The Baby Emulator

The Manchester Small-Scale Experimental Machine (SSEM) aka: "the Baby" lay the foundations for all modern computing, being the first stored-program computer, and built to demonstrate the viability of the Williams-Kilburn tube.

Despite being a breakthrough computer during its lifetime, it had a very limited instruction set and store. Presenting only 32 words of memory (that's 1024 bits) to store both program & data and only 7 instructions to program in, it was still Turing complete and ran its first program on June 21, 1948.

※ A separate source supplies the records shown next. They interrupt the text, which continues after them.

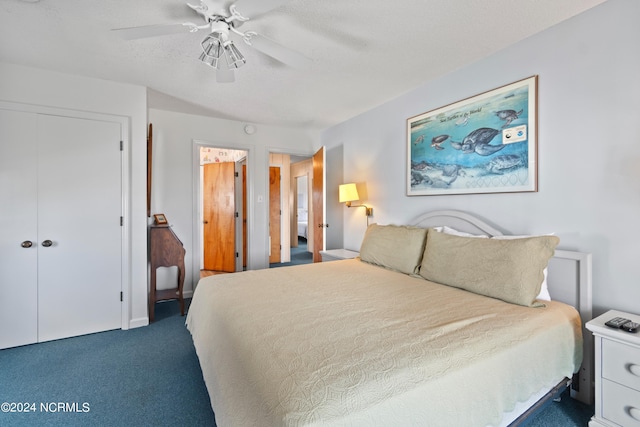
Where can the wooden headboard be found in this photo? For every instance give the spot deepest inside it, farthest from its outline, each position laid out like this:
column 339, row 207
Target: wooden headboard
column 569, row 281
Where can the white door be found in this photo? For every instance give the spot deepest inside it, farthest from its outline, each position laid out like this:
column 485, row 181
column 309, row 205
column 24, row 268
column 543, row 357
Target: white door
column 79, row 210
column 18, row 224
column 60, row 181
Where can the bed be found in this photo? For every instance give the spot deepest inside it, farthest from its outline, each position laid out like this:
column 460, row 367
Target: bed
column 380, row 340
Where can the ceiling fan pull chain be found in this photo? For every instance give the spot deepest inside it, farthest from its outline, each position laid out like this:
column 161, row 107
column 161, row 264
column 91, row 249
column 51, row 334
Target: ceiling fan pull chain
column 247, row 36
column 235, row 15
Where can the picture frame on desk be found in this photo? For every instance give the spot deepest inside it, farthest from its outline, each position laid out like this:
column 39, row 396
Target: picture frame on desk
column 160, row 219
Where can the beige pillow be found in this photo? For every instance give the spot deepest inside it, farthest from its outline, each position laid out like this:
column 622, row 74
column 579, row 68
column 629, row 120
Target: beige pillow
column 510, row 270
column 396, row 247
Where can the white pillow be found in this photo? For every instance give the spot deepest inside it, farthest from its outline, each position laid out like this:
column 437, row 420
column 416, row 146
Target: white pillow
column 544, row 288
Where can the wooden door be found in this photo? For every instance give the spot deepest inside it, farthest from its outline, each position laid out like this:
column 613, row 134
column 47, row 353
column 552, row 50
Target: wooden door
column 244, row 215
column 317, row 199
column 79, row 211
column 275, row 214
column 219, row 217
column 18, row 224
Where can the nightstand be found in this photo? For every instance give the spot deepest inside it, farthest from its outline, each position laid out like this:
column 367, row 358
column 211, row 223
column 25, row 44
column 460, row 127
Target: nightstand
column 617, row 359
column 336, row 254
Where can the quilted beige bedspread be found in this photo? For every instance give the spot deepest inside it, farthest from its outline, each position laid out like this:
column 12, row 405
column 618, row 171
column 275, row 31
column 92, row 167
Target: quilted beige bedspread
column 345, row 343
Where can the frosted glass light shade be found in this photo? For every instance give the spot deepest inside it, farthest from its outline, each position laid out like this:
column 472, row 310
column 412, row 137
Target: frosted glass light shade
column 348, row 193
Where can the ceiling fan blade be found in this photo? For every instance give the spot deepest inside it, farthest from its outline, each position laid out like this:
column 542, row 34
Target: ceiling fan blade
column 279, row 52
column 254, row 8
column 133, row 33
column 225, row 75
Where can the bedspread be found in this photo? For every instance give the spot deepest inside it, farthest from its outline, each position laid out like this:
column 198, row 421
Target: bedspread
column 348, row 343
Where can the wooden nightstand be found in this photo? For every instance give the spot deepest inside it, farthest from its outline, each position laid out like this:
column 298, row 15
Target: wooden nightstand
column 617, row 359
column 336, row 254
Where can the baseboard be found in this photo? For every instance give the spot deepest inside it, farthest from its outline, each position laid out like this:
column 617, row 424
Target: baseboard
column 139, row 322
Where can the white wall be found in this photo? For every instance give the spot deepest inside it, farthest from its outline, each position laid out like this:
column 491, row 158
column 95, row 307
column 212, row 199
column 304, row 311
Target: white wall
column 174, row 135
column 588, row 146
column 26, row 85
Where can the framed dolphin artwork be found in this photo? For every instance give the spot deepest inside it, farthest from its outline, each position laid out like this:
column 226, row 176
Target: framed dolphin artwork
column 483, row 144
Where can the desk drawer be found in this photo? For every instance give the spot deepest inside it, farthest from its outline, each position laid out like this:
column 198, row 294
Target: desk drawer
column 621, row 364
column 620, row 404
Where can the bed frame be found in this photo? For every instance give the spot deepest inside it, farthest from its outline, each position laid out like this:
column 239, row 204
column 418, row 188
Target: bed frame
column 569, row 281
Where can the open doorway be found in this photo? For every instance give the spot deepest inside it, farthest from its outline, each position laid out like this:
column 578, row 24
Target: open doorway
column 222, row 210
column 300, row 220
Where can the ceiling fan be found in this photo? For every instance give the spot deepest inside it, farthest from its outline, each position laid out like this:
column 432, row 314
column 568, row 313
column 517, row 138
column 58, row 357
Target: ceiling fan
column 222, row 20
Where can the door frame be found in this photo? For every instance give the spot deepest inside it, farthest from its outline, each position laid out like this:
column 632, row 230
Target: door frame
column 126, row 203
column 279, row 150
column 196, row 144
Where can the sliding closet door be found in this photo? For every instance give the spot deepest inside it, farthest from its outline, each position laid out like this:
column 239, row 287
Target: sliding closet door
column 18, row 229
column 79, row 231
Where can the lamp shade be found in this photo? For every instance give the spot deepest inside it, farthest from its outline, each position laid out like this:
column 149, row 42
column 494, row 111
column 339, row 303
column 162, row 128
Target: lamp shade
column 348, row 193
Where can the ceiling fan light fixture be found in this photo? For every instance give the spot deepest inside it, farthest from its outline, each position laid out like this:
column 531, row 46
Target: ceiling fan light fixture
column 209, row 60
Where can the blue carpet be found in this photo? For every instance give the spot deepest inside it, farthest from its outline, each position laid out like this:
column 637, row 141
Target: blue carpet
column 299, row 255
column 147, row 376
column 140, row 377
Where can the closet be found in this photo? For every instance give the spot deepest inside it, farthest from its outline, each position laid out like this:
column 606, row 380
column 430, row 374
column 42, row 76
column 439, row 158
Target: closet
column 61, row 237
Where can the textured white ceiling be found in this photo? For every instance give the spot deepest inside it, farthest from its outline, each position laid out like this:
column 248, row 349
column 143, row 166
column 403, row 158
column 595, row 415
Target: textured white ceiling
column 364, row 52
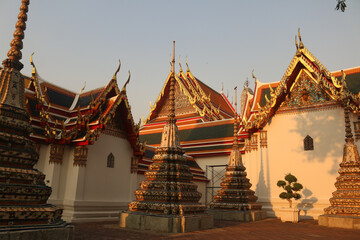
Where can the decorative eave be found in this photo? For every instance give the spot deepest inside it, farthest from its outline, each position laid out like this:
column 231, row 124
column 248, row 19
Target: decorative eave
column 84, row 124
column 303, row 59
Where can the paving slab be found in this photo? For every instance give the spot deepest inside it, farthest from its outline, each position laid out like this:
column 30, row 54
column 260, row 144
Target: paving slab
column 268, row 229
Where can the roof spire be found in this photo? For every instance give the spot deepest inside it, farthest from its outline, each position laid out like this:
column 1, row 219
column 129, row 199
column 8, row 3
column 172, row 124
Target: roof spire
column 14, row 54
column 172, row 88
column 235, row 145
column 301, row 45
column 298, row 54
column 348, row 135
column 180, row 65
column 117, row 70
column 173, row 59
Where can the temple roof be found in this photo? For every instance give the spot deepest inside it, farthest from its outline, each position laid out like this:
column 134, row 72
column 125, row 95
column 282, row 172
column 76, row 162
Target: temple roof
column 64, row 117
column 193, row 99
column 277, row 96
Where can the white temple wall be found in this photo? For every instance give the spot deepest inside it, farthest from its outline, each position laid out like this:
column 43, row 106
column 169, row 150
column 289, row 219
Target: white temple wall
column 316, row 170
column 203, row 162
column 108, row 184
column 93, row 192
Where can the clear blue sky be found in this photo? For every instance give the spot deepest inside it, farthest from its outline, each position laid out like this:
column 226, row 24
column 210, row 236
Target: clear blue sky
column 81, row 40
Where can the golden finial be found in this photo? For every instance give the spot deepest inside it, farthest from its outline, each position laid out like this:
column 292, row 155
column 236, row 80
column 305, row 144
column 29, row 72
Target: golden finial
column 173, row 59
column 235, row 145
column 298, row 54
column 32, row 64
column 246, row 83
column 127, row 82
column 180, row 65
column 253, row 75
column 187, row 65
column 117, row 70
column 14, row 54
column 301, row 45
column 172, row 88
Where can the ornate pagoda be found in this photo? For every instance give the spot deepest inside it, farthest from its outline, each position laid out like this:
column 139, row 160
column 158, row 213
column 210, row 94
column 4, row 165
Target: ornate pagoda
column 23, row 193
column 168, row 200
column 235, row 200
column 344, row 211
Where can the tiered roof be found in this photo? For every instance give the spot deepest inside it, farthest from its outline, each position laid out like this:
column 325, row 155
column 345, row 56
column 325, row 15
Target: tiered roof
column 63, row 117
column 204, row 117
column 195, row 101
column 291, row 92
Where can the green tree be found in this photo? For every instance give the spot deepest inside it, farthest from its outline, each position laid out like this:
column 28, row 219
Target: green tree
column 291, row 187
column 341, row 5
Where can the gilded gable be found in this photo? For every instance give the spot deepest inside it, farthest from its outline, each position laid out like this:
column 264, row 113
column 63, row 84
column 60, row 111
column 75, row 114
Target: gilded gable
column 182, row 104
column 305, row 92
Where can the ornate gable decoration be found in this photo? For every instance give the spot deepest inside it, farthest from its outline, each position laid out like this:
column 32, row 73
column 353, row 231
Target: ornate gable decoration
column 316, row 75
column 182, row 104
column 305, row 92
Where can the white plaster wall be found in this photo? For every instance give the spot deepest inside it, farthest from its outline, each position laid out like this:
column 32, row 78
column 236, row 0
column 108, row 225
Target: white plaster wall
column 210, row 161
column 108, row 184
column 316, row 170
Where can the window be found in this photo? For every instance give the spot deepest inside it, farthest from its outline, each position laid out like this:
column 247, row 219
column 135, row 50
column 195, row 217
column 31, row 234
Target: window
column 110, row 161
column 308, row 143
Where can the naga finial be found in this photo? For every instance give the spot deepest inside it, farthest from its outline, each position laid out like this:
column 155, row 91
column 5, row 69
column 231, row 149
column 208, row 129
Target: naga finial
column 180, row 64
column 301, row 45
column 187, row 65
column 127, row 82
column 246, row 83
column 253, row 75
column 298, row 54
column 14, row 54
column 117, row 70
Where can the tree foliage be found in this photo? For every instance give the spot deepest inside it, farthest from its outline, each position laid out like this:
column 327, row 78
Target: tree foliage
column 341, row 5
column 291, row 187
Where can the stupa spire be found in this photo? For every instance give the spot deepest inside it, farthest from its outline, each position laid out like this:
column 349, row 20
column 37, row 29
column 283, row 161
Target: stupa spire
column 172, row 88
column 24, row 200
column 235, row 192
column 346, row 198
column 14, row 54
column 235, row 144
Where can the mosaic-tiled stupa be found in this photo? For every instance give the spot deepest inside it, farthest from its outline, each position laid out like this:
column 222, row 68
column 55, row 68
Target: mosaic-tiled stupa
column 345, row 204
column 168, row 191
column 23, row 193
column 235, row 193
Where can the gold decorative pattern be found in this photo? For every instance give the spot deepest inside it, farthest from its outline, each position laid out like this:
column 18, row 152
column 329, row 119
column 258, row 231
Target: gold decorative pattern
column 24, row 194
column 168, row 188
column 235, row 192
column 346, row 198
column 80, row 156
column 56, row 153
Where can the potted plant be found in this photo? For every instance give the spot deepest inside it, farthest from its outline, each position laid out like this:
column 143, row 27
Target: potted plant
column 291, row 187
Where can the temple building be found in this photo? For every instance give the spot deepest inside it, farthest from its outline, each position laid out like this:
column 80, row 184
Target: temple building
column 88, row 146
column 285, row 127
column 296, row 126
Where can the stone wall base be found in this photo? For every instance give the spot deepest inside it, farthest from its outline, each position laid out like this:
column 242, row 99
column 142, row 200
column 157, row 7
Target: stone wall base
column 65, row 232
column 236, row 215
column 166, row 223
column 349, row 222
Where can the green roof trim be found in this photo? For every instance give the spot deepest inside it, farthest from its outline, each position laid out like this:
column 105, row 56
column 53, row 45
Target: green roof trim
column 353, row 82
column 218, row 131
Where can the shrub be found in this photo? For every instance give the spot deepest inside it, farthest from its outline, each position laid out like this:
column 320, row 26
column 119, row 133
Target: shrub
column 291, row 187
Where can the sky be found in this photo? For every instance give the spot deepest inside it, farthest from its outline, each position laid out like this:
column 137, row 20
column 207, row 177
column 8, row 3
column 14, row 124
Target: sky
column 81, row 41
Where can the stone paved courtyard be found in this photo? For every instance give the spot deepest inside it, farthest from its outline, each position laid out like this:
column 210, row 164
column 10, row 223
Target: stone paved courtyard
column 270, row 228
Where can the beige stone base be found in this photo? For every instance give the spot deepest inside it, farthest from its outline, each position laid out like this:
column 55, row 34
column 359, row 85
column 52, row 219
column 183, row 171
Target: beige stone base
column 288, row 214
column 32, row 233
column 164, row 223
column 234, row 215
column 339, row 221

Seeing it as a valuable history lesson (and because the other emulator, a Java applet, is very cumbersome to use), I decided to write a nice (and fast) emulator that can be used from the command line. And here it is:

# It's on Github, of course: https://github.com/jcla1/gobaby
$ gobaby -t -l 27 -p=f examples/factor.asm
Execution took: 14.160445ms
Value at location #27: 131072

This trivial program (finding the largest factor of 2^18, by going through each number down, starting with 2^18-1) was the first to be run on the Baby and it took ~52 minutes to get the answer back then.

The emulator also supports printing out the memory contents as their equivalent assembly mnemonics (which is the default behaviour after execution), which makes it particularly useful when having to keep re-running programs, like this sucessive prime generator:

$ gobaby examples/primegen.asm | gobaby | gobaby -l 21 -p=f
Value at location #21: 5

Running this will give you the 3rd prime, and for all the ones following that, you've just got to keep on adding successive calls to gobaby.

So that's all there is to say about the emulator, to find out more about the Baby you should read David Sharp's Technical Introduction To Programming The Baby and of course its Wikipedia article.